Electronic van der Waals surface property descriptors and genetic algorithms for developing structure-activity correlations in olfactory databases

J Chem Inf Comput Sci. Nov-Dec 2003;43(6):1890-905. doi: 10.1021/ci030016j.


A methodology to facilitate the intelligent design of new odorants (e.g., musks) with specialized properties has been developed as part of an ongoing research effort in machine learning. In a traditional framework, the introduction of a new odorant is a lengthy, costly, and laborious discovery, development, and testing process. We propose to streamline this process utilizing large existing olfactory databases available through the open scientific literature as input for a new structure/activity correlation methodology. The first step in this process is to characterize each molecule in the database by an appropriate set of descriptors. To accomplish this task, an enhanced version of Breneman's Transferable Atom Equivalent (TAE) descriptor methodology will be used to create a large set of electron density derived shape/property hybrid (PEST), wavelet coefficient (WCD), and TAE histogram descriptors. We have chosen these molecular property descriptors to represent the problem because they have been shown to contain pertinent shape and electronic properties of the molecule and correlate with key modes of intermolecular interactions.
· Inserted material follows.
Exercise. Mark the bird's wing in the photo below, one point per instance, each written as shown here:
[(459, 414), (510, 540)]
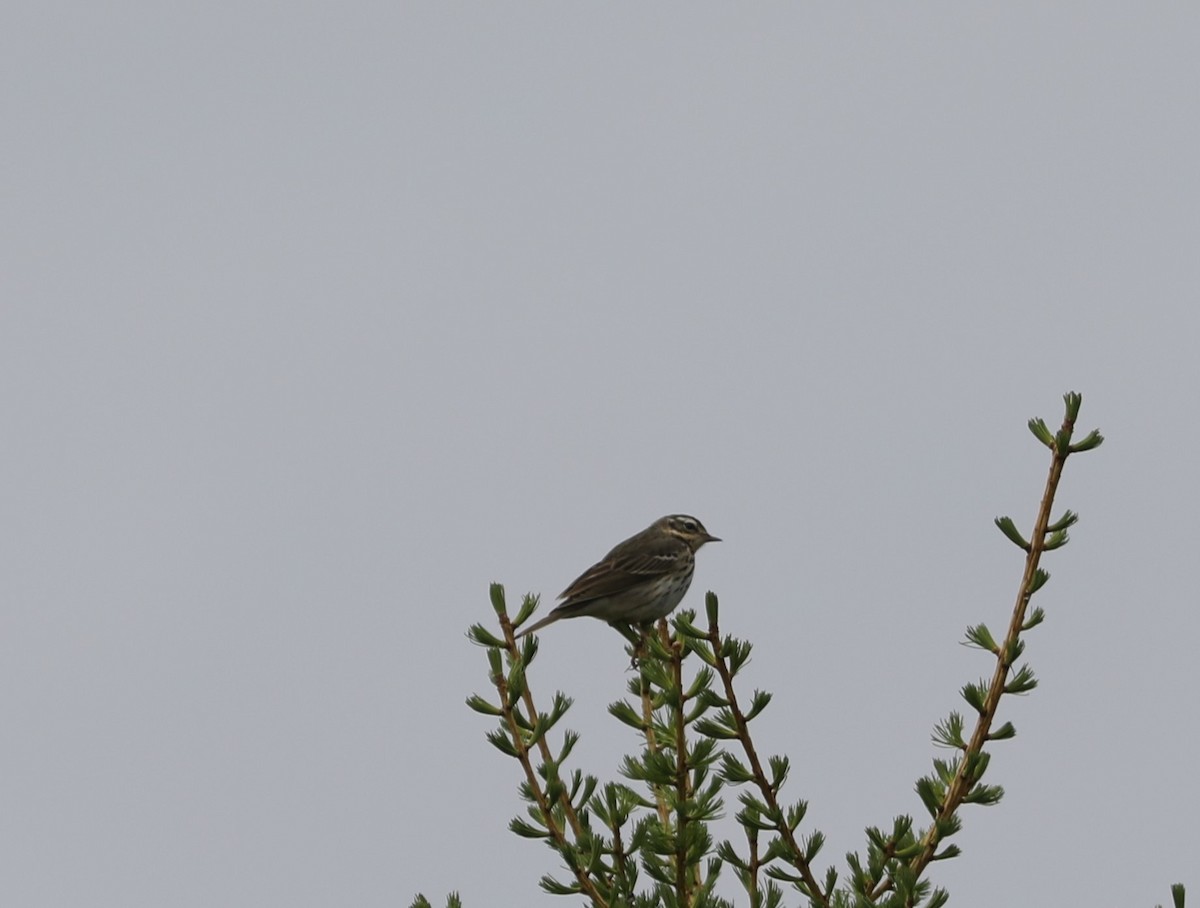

Traditional QSAR methodologies, which employ fragment based descriptors, have been shown to be effective for QSAR development within homologous sets of molecules but are less effective when applied to data sets containing a great deal of structural variation. In contrast to previous attempts at SAR, our use of shape-aware electron density based molecular property descriptors has removed many of the limitations brought about by the use of descriptors based on substructure fragments, molecular surface properties, or other whole molecule descriptors. Another reason for the mixed success of past QSAR efforts can be traced to the nature of the underlying modeling problem, which is often quite complex. To meet these challenges, a genetic algorithm for pattern recognition analysis has been developed that selects descriptors which create class separation in a plot of the two largest principal components of the data while simultaneously searching for features that increase clustering of the data.